I am so in love with my new project and Julia's gorgeous typewriter! It's all I've been thinking about today and I just want to go home and type, type, type. It spent about two hours typing last night, meaning I was up past 2am and even then I had to pull myself away to go to bed. Conveniently, I just completed a table/ottoman refinishing project that is now my typewriter table. Now I just need to get rid of everything in my closet, turn it into a typing room, and lock myself in there for a few weeks. This is my first time using a typewriter and it is perfect for what I'm doing; so cathartic. I'm a pretty fast typer with over 100 wpm and I'm even faster on 10-key, but with a typewriter I have to search and peck at keys and pressing much harder slows me down. I'm thinking that on my 500 page project, I will find my pace and really start going for it at page 190 or so. Below is a photo of Nikola Tesla reading next to one of his machines and this is exactly how I feel whenever I'm typing. The rush is just the strangest thing! Enough about 'ole Remmy for now...
|zap, zap, buzz|
Yesterday was a tough day for me. I literally had a hysterical breakdown. I left the office without telling anyone because I was crying uncontrollably (hyperventilation style), started running towards my house, hopped on the bus after a mile or so, popped some Valium, made it home, took a naked nap, and woke up with a neutral, yet troubled brain. I had never been so mad at myself. After my Sunday run-in with the ex I ignored the advice of my GFs and sent him an email explaining why I can't be his friend. This was cathartic, but emotional and sad nonetheless. He responded, and even though there wasn't anything in particular that upset me, I was thrown into the craziest fit I've ever experienced. For 23 minutes it was like I understood why crazy ladies run over their husbands, chop of penises, drown their babies. I knew my brain was working against me, I knew I was indulging in it and allowing it to happen, but I just couldn't get a grip of myself. It was terrible and I was so humiliated and furious with myself. This is my life and I'm in control of every aspect of it! At what made it worse, is that I was too embarrassed to even vent with the girls. I did, however, vent to Eric, kept the Xanax and Valium in my system, bought and smoked many cigarettes, and kept my Tuesday lady/baby date. Now everything is fine, but I am still so humiliated and mad at myself. I can most assuredly say that it will NEVER happen again. (Oh yeah, and I'm done with the cigs too!)

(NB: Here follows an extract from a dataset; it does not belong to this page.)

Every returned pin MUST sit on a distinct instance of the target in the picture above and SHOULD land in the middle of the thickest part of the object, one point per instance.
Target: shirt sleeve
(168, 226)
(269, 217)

|Adorable photo time: nom, nom|
Last night was a great lady/baby date with Cara. We had a lovely dinner with sauce made from scratch courtesy of Matt. There was also my favorite: pink bubbly! Being new to Sex in the City, I was a little surprised with how much Carrie's relationship mess in season 2 is like my life! I know I'm behind the times in just now watching the show, but the timing couldn't be more perfect for me. Also, I've decided to call that sexy piece of sculpted chocolate, Tony, that I saw riding a bike through Mueller. Sure it's been almost two weeks since he gave me his number, but what do I have to loose?! He was just so yummy to look at (shiny muscles glistening in the sun, chest hair, muscles, smooth brown skin, muscles...... hmmmm I might need a second). Perhaps all you need is a little yum to get you back on my feet. After all, Jamie has been telling me this since February!
In other relationship news: I'm not going to get to see my 3Gs while I'm in NYC, which bums me out. I totally got my hair done before this trip in hopes of seeing him and looking lovely. I'll just have to keep up with things and see where this goes; if it goes anywhere. Also, not all hope is lost with my fireworks date from last week. I had some moments when I felt a little overwhelmed by the situation and didn't want to move forward, but after some explanations, more butterflies in my tummy just thinking of him, and really examining what it was I was scared of, we're gonna have a second date. I'm still really, really scared of where it will go and what happens next, but I'm afraid if I stay stagnant I'm never going to rid myself of this caustic love I have corroding inside of me.
I've said it before, and I can guarantee I'll say it again, but my girlfriends are outstanding! If any of these women were missing from my life I would have a friend-sized hole in my heart and be that less of an amazing person as a result. I wish I could shower them with flowers, gorgeous men, fine tequilas, exotic vacations, furry kittens, and tons of hugs and laughs forever. Saturday with Pam, Sunday was Audra and Jamie, Monday was Lela and Julia, last night was Cara and more Julia, and then every single day there's Beth and Gina; on my side, in the dark, to the rescue, champagne and diamonds all the way! Everything these girls drop from their mouths is nothing but honest, pure, and wonderful love that makes me feel like I'm being hugged by a wookie that is madly in love with me; big, warm, and snuggley. I've never been so lucky in all my life! I wish I had the ability to have 40 happy hours and ladies nights every week.